Bee Fennel
I trapped bees in boxes
 & carried them to the neighbor’s blind son.
Set them loose. Praised their frantic undulations,
 their search for someone to serve,
then left him, bitten, tongue partly swollen,
 stomach distended & scabbed. Edit: I did not
simply set them free in the blind boy’s hair. I
 wooed them with candy & blew smoke through
a hole in the box until they dropped dizzy.
 Plucked their stingers. Drowned the queen
& smiled as her wings folded into soda pop.
 Promised the boy a taste of fennel, hot joy
thrumming his throat. He opened. Teeth
 clean. Teeth like washed windows. Tasted
my kiss. Unraveled my tongue inside his.
(Originally published in Porter Gulch Review)
*
Rats & Manna
This poem has a house on a slipped foundation
 and a woman beneath the porch
 with a wrench
trying to tie down the posts. She’s heavy-set
 with small hands
 and bites her lips until they bleed.
Above her
 footsteps thud and dust swarms.
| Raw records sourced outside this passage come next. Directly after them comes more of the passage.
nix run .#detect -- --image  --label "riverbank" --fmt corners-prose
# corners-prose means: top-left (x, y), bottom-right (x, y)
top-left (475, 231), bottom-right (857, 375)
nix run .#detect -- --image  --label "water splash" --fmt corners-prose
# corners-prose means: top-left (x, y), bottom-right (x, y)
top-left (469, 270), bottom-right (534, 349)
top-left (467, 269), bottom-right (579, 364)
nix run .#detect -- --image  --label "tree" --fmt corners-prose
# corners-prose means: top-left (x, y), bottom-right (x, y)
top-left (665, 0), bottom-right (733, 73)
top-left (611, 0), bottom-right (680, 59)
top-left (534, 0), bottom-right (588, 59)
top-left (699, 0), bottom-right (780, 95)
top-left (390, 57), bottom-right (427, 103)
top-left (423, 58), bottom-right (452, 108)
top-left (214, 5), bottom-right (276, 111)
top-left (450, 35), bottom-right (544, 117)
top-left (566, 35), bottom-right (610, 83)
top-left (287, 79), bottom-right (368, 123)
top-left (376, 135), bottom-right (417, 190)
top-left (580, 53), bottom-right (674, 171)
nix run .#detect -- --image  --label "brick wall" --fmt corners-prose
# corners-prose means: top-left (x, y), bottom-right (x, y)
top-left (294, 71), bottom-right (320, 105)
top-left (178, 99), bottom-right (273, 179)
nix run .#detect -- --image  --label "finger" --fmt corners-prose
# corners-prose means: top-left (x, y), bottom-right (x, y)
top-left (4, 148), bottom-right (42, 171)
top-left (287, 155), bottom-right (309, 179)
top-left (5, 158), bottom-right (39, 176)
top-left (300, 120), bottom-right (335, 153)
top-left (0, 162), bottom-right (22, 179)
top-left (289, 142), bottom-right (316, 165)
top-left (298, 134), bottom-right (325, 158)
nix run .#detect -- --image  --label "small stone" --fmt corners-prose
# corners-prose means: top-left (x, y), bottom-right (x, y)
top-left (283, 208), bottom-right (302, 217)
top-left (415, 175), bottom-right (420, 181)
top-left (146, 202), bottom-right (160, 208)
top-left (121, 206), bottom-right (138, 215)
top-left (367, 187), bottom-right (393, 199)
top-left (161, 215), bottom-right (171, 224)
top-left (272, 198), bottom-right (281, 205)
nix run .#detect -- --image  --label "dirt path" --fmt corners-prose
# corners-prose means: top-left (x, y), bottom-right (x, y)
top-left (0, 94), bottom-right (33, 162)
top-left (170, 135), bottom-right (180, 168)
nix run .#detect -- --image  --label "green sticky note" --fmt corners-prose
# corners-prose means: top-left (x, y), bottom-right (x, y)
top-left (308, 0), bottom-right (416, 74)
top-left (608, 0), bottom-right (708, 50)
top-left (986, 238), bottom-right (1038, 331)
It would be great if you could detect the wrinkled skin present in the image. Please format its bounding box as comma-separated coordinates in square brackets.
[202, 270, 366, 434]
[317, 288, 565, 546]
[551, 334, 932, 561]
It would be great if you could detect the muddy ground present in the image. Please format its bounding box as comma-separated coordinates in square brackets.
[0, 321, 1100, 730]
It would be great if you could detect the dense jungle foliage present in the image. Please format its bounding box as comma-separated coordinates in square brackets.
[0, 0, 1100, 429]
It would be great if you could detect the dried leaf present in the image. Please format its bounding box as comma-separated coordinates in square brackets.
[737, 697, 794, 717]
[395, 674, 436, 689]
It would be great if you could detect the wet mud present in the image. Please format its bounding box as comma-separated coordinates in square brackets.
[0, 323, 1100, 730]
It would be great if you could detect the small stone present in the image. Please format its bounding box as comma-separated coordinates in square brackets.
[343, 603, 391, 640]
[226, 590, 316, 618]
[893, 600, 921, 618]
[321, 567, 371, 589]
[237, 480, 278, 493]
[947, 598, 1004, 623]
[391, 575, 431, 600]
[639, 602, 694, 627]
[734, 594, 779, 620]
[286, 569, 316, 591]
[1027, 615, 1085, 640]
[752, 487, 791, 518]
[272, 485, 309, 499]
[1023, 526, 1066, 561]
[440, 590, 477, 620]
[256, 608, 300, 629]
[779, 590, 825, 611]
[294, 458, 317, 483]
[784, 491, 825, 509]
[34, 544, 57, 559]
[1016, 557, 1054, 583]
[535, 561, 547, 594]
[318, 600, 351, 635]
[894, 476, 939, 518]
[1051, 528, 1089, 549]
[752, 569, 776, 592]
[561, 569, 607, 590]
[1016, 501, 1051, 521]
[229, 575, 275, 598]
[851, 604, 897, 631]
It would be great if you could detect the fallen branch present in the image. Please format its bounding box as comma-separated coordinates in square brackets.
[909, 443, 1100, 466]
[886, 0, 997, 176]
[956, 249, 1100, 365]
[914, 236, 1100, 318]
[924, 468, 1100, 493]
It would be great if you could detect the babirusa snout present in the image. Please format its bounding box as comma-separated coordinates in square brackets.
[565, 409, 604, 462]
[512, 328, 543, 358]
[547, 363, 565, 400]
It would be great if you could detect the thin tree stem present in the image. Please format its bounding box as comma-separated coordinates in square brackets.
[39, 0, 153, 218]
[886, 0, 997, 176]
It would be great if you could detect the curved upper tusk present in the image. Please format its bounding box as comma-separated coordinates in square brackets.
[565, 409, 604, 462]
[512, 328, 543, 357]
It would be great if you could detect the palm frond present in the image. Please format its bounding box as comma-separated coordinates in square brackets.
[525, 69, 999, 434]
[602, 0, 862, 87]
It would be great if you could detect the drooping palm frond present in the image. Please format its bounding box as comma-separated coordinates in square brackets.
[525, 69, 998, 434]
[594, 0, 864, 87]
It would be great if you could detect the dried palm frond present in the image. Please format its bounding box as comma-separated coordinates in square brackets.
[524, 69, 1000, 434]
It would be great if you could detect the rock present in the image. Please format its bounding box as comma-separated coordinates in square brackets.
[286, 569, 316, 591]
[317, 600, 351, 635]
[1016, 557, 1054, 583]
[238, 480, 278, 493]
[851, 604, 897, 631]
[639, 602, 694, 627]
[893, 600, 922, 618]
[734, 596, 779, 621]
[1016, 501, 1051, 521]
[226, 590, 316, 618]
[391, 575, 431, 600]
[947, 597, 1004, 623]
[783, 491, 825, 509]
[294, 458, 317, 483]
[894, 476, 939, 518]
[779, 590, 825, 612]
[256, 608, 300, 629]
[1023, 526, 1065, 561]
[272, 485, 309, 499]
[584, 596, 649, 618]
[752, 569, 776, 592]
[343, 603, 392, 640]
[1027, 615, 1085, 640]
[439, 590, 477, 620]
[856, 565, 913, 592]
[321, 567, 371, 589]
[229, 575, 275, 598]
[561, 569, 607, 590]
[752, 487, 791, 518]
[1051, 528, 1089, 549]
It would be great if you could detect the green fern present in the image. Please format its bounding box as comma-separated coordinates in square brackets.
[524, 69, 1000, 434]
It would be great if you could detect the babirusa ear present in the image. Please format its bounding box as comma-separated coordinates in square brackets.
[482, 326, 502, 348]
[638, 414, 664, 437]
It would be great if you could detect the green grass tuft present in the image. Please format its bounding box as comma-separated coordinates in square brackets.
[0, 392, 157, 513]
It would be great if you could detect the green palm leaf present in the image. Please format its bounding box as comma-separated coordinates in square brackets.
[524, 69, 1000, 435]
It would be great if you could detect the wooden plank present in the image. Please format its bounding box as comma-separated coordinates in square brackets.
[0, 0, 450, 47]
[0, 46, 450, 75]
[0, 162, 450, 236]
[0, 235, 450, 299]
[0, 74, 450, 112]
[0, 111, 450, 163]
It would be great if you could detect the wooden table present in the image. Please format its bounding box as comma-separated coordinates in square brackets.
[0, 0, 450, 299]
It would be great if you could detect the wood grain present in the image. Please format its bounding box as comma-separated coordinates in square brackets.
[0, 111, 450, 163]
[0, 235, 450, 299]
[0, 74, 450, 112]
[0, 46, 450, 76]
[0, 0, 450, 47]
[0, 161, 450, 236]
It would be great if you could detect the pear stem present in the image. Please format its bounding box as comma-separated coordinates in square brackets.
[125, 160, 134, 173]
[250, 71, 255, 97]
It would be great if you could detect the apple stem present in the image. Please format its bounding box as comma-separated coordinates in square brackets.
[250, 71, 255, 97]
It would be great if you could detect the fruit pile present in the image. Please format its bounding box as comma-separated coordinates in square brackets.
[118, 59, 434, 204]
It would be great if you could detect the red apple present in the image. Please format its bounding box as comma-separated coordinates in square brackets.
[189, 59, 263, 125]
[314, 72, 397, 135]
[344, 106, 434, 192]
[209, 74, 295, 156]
She admires
 the way the refraction of light comes close
and whorls when her hand moves through it.
 Remembers her father preaching and pacing
 the aisles between pews
while her silent mother
 flipped a black bible and wrote notes,
 gin on her breath. These days all it takes
is a gentle gale to shake the house.
 If you’re standing by the stove frying tilapia
 and a storm congeals
and what follows that storm
 are silk howls wrapped with rain, you’ll feel
 your feet wobble
as the structure cracks like ship boughs,
 shifts for balance. This is a poem more
 than a house. A poem about a woman
who fixes three plates for supper,
 who waits patiently for the back door
 to hook and close
and the house to erupt with laughter so loud
 the wood shutters slap, metal sconces shake.
 But there are no footsteps here,
no voices in the clearing,
 no lover’s hand moving the hair from her face
 when she fights fever or builds a fence
or ties down the house
 so, the earth won’t swallow her.
 This is a poem about prayer, about the loss of prayer,
about rats who nest inside walls and leave shit
 lined from room to room like manna. About two plates
 left like offerings, for a lover and son
she carried six months into light.
(Originally published in American Journal of Poetry)
*
:boys
– to Smitty, Slick Nic, Mortimer and Dave
In a barn
 choked by rusty tools
 and ragweed
we stood
 in a riotous circle
watching
 fetal mice fill
 their fresh lungs with air
when Smitty
 behind a tribal smile
pulled a blade
 from his back pocket
and began
 to slice one down the abdomen
 with ball point precision
each of us stone-silent
 and cold
as Smitty unsnapped
 the sternum
        like a bloody brassiere
then moved toward
 the heart
                    a porous drum
                     swelling in his fingers.